You are right, sometimes dplyr does not work properly in Renjin, and many packages in Renjin are not so up to date. As for Rcpp, I really admire the efforts that have been devoted to it. Meanwhile, I do want to see fast native R code instead of resorting to a compiled language like C/C++, Fortran, etc.
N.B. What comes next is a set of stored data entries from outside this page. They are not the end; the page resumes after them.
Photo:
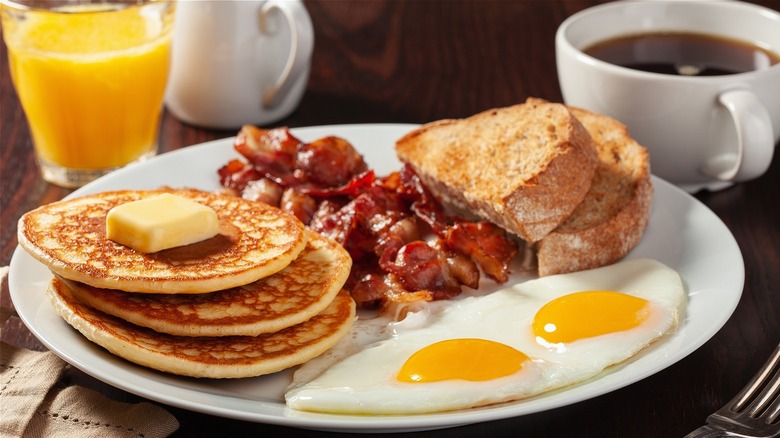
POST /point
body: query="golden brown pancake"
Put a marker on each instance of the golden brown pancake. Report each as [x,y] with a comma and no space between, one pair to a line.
[291,296]
[211,357]
[255,241]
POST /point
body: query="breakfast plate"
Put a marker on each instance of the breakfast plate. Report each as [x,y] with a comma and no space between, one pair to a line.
[682,233]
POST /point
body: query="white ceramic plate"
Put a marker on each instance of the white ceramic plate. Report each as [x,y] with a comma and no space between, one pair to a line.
[683,234]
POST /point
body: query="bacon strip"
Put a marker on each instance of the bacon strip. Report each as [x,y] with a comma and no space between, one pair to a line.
[380,221]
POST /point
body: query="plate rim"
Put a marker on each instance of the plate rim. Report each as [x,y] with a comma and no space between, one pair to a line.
[371,424]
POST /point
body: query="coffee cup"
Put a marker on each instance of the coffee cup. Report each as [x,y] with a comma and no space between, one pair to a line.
[237,62]
[702,131]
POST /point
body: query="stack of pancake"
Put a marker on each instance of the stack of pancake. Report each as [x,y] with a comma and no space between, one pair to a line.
[263,295]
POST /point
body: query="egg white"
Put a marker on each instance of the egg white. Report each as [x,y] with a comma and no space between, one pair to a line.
[358,376]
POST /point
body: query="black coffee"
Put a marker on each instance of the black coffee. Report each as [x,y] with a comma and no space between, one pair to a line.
[685,54]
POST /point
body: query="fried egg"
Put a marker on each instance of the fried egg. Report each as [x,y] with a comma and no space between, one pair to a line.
[510,344]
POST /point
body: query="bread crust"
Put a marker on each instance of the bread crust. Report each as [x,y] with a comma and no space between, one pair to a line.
[614,215]
[525,167]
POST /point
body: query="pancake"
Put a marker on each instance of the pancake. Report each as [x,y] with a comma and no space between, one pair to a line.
[255,241]
[209,357]
[291,296]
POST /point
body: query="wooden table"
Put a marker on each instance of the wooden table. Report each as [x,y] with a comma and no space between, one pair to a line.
[418,61]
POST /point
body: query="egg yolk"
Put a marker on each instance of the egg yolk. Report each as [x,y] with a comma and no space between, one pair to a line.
[587,314]
[464,359]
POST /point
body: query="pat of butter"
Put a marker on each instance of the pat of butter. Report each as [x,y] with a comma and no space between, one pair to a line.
[161,222]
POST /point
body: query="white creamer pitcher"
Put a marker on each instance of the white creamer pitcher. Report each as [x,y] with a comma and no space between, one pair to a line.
[237,62]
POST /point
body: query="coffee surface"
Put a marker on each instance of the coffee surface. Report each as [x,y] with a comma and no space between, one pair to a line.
[683,54]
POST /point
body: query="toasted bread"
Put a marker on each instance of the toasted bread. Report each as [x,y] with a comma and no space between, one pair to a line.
[255,241]
[612,218]
[289,297]
[209,357]
[525,167]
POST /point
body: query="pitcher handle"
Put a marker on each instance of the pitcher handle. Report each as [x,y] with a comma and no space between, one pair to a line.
[301,46]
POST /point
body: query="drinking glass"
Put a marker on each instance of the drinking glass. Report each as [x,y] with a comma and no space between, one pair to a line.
[91,77]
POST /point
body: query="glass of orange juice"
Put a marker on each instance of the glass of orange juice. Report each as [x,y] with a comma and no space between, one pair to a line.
[91,76]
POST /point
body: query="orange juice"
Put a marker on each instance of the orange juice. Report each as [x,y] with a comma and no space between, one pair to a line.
[91,81]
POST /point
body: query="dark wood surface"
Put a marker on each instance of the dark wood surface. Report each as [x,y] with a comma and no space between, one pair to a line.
[418,61]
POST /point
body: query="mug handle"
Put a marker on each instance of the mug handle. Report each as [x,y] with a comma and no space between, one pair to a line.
[301,46]
[755,139]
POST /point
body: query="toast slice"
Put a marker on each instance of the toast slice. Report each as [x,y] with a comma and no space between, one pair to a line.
[525,167]
[612,218]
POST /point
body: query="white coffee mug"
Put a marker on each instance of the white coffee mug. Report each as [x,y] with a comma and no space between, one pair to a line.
[237,62]
[701,132]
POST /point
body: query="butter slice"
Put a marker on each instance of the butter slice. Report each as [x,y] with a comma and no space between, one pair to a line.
[161,222]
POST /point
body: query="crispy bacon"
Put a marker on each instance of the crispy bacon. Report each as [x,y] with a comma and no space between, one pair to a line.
[380,221]
[329,162]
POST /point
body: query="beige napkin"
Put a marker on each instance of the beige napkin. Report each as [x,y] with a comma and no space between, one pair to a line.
[33,405]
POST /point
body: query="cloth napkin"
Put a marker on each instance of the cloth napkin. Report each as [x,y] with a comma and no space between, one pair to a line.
[36,402]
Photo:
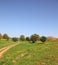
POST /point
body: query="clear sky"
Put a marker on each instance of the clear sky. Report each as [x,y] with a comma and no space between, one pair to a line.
[28,17]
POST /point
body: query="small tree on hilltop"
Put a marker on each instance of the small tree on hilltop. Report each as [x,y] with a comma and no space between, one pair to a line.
[27,38]
[43,39]
[22,38]
[34,38]
[0,36]
[5,36]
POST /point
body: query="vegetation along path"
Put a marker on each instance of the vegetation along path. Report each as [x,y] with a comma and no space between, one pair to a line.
[4,49]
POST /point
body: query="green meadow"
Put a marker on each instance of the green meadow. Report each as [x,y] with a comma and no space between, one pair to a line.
[27,53]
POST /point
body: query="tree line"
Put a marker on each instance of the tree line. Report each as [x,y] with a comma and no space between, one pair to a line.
[33,38]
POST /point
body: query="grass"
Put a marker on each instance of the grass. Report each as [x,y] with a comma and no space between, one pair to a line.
[37,54]
[4,43]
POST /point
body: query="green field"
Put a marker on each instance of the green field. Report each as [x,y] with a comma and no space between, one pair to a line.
[4,43]
[35,54]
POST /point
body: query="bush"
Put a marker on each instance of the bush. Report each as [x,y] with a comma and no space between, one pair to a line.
[43,39]
[27,38]
[22,38]
[0,36]
[34,38]
[15,39]
[5,36]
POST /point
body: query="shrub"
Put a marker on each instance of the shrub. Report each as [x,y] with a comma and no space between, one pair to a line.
[34,38]
[27,38]
[0,36]
[22,38]
[15,39]
[5,36]
[43,39]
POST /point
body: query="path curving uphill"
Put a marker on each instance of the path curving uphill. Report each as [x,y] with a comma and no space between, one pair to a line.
[4,49]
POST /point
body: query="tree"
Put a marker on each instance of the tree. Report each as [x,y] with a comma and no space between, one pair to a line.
[22,37]
[0,36]
[43,39]
[15,39]
[27,38]
[5,36]
[34,38]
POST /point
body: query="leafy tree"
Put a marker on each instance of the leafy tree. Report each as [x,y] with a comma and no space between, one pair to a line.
[27,38]
[22,38]
[34,38]
[0,36]
[5,36]
[43,39]
[15,39]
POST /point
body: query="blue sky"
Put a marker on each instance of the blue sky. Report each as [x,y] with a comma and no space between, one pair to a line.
[28,17]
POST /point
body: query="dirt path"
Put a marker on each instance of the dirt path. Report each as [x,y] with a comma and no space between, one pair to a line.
[19,56]
[4,49]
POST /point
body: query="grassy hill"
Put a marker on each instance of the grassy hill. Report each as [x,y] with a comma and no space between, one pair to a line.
[27,53]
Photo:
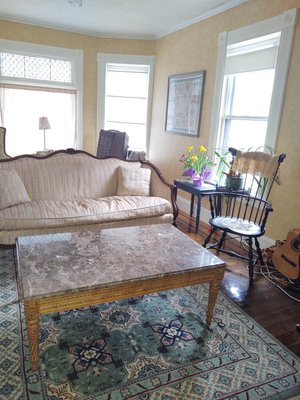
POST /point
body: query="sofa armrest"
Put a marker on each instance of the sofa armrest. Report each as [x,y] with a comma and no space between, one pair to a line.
[159,187]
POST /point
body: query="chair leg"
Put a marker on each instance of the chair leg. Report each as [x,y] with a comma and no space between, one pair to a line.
[222,240]
[206,241]
[250,253]
[259,253]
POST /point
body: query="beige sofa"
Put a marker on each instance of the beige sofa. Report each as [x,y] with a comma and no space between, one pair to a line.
[73,190]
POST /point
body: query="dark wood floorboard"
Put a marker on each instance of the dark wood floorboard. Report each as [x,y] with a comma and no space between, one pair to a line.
[264,302]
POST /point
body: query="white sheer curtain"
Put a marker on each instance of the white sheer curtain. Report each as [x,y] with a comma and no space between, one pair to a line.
[20,109]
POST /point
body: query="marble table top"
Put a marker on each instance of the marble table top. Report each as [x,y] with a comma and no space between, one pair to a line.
[56,263]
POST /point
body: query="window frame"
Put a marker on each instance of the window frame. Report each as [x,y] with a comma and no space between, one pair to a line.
[285,23]
[75,56]
[103,59]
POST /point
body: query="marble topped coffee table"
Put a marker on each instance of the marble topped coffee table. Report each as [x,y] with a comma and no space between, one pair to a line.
[60,272]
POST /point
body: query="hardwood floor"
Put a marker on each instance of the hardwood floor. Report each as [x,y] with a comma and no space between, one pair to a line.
[264,302]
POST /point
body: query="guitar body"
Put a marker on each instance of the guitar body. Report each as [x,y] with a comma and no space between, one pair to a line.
[286,257]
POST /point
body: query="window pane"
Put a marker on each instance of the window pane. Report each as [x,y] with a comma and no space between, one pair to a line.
[252,92]
[129,84]
[23,135]
[136,133]
[244,135]
[125,110]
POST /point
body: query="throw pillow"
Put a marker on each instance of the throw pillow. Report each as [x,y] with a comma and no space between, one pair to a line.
[12,190]
[134,182]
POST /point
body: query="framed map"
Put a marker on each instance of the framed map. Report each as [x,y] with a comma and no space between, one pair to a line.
[185,96]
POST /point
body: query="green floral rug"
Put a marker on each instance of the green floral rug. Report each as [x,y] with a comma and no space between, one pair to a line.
[150,347]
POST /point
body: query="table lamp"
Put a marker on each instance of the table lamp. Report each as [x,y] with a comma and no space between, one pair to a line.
[43,125]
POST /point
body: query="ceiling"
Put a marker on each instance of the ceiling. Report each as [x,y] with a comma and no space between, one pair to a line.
[135,19]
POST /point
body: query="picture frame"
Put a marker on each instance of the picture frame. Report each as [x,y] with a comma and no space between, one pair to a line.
[184,103]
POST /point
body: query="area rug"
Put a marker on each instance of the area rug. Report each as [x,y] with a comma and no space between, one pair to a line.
[155,346]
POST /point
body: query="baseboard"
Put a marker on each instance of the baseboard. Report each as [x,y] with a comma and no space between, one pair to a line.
[184,205]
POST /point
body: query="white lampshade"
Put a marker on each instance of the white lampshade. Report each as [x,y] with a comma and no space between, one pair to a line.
[44,123]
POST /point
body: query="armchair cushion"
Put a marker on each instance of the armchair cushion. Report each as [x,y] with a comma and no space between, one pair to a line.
[133,181]
[12,190]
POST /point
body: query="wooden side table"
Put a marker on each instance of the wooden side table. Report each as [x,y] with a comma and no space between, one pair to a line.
[198,191]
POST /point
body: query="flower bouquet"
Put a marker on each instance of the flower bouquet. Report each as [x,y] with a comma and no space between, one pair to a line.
[196,164]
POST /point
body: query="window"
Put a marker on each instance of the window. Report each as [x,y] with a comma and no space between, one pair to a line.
[124,96]
[251,73]
[38,81]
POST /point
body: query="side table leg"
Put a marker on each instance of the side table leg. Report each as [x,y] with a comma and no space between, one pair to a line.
[213,292]
[198,212]
[192,205]
[32,316]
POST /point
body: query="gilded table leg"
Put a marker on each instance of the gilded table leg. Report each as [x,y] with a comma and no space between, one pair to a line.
[213,292]
[32,316]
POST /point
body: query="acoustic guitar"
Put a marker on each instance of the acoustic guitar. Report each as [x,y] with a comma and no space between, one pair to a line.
[286,257]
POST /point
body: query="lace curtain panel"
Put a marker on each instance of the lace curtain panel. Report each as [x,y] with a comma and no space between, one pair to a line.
[20,110]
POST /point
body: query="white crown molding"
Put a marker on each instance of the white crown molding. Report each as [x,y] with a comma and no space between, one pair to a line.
[217,10]
[87,32]
[120,35]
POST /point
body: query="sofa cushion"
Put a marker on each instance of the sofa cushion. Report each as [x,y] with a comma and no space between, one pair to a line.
[12,190]
[133,181]
[52,213]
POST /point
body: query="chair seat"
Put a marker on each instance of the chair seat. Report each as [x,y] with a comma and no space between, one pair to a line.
[237,226]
As for data.table, I used to use it a lot, but gradually transfer to the Hadleyverse for better readability and consistency, but I do use the fread function from time to time.
I have a piece of code as below:
require(tidyverse)
require(lubridate)
#find the institutional holding horizon of last 3 years (12 quarters or 36 months) for each quarter starting at 2000-03-31
hold_horizon <- function(quarter, data){
result <- data %>%
filter( qtrdate <= quarter, qtrdate >= quarter %m-% months(36), sharesheld != 0) %>%
group_by(cusip, ownercode) %>%
summarise(hold_period = n()) %>%
ungroup() %>%
group_by(cusip) %>%
summarise(long = sum(hold_period >= 8), short = sum(hold_period < 8), total = n()) %>%
mutate(long_percent = long / total, short_percent = short/total) %>%
select(cusip, long_percent, short_percent) %>%
mutate(date = quarter)
return(result)
}
#create quarter range
my_quarters <- rep(ymd("2000-03-31"), 72)
for (i in 1:73){
my_quarters[i] <- ymd("2000-03-31") %m+% months(3*(i-1))
}
#apply function
horizon_data <- list()
for(i in 1:73){
horizon_data[[i]] <- hold_horizon(my_quarters[i], data = institution_investor)
}
#combine date frames in the list
horizon_data_new <- do.call("rbind", horizon_data) %>%
select(cusip, date, long_percent, short_percent)
The data institution_investor has about 100 million rows and 4 columns. This block of code takes more than 30 minutes to run. I suspect that if I replace for loop with apply functions the situation will get better, but I am not sure.